Electrical musical instrument

The electric cello is a type of cello that relies on electronic amplification (rather than acoustic resonance) to produce sound. An acoustic cello can be fitted with a bridge or body mounted contact pickup providing an electric signal, or a built-in pickup can be installed. A few pickups work by other principles like magnetic coil guitar type needing steel strings to work, or by an unusual pickup system employing the string itself as a linear pickup element, thus avoiding any modification of tone-producing parts on an acoustic cello.

Many electric cellos have bodies modeled after acoustic cellos, while others abandon the design completely, opting for a totally new body shape, or having little or no body at all. Most electric cellos feature a traditional endpin and knee supports, but some are supported in other ways, such as by an elongated pin for playing in the standing position, a tripod stand, strap, or strap system that allows mobility while playing the instrument. The major differentiating factor between electric cellos and acoustic cellos is that while the latter rely on an acoustically resonant soundbox, the former are amplified electronically and often have no resonant chamber at all.

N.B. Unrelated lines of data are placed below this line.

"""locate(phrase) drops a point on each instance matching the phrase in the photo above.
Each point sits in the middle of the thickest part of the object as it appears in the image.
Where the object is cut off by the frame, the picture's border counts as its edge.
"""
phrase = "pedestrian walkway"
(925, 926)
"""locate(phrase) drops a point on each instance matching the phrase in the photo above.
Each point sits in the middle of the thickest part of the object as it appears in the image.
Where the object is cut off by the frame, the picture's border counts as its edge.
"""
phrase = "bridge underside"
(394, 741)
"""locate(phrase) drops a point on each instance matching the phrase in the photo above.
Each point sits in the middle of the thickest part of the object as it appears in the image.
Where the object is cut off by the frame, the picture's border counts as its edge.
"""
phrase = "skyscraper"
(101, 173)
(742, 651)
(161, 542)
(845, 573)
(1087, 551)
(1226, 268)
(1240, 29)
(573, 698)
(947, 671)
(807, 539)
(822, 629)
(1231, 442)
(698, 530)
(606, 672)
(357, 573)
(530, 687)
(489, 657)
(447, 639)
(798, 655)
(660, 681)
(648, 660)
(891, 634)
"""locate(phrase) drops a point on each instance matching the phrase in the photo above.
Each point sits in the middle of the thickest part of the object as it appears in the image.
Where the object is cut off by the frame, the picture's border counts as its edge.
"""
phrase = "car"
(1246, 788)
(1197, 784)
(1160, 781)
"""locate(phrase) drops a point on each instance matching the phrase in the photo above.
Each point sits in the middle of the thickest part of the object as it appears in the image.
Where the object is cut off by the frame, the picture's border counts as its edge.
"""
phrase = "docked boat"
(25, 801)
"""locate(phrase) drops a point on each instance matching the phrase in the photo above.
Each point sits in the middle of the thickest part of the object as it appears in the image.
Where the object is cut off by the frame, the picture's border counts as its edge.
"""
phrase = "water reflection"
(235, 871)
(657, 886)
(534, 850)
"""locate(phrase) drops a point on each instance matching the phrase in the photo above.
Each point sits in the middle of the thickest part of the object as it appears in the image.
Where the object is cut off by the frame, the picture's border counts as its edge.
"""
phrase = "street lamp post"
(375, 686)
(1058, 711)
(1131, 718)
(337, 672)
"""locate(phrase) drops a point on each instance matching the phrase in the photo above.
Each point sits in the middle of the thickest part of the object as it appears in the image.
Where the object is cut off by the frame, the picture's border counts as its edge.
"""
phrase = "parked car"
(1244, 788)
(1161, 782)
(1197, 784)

Most electric cellos are driven by a piezo pickup system mounted in the bridge. Many also contain an on-board preamp, which allows the musician localized control over the sound. The number of piezo elements in use range from one to eight.
The electric cello has several advantages over acoustic cellos. One of these advantages is its capacity for sound effects, such as distortion, wah, and chorus, which allows for the creation of a huge variety of sounds and possibilities matching that of the electric guitar, electric bass and electric violin. Also, five-string and six-string models (not generally available in acoustic cellos) allow for an extended range. An electric cello with no body can be played in the high positions more easily than an acoustic. Lastly, electric cellos without a resonant body have less of a tendency for feedback than amplified acoustic cellos.

The electric cello has not yet achieved the status of the ubiquitous electric guitar, or even the widespread success of the electric violin.